Raptor by any other name

So a Velociraptor or Tyrannosaurus genome would not be a feat of resurrection, but of reinvention. Even if it were possible to obtain dinosaur DNA, we would have to reverse-engineer dinosaur genomes according to our best possible estimates of their anatomy and behavior. There are more obstacles. Creating a complete DNA profile gets you nowhere if those genetic cues can’t be translated into a viable embryo that will grow to maturity. It is understandable that Michael Crichton and the film adaptations of his work completely obscured this point, especially since researchers cannot clone birds.

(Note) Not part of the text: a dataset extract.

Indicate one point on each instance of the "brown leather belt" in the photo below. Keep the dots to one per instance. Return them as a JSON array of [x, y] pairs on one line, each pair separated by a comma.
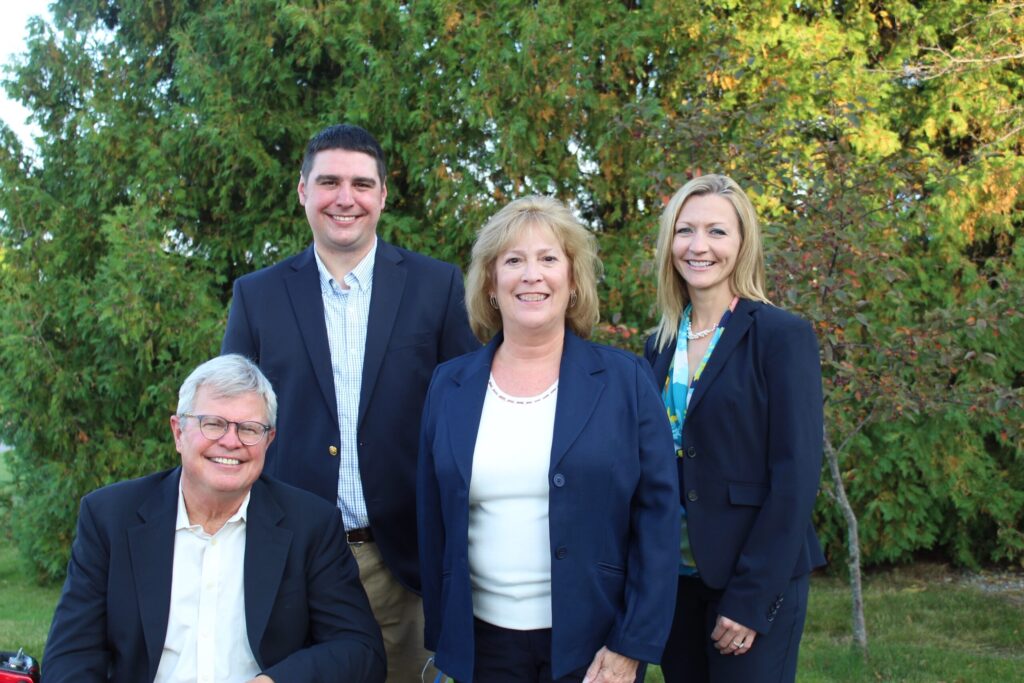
[[365, 535]]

It’s easy enough to say – We’ll stick an artificial nucleus in an ostrich egg and the rest will take care of itself, but that ignores the intrinsically biological interactions that actually make up a living, growing organism. Since birds committed the growth of their offspring outside the body, there may not even be a way to successfully clone a bird, so there would be no method by which we could bring back the dinosaurs even if we had all the necessary raw materials.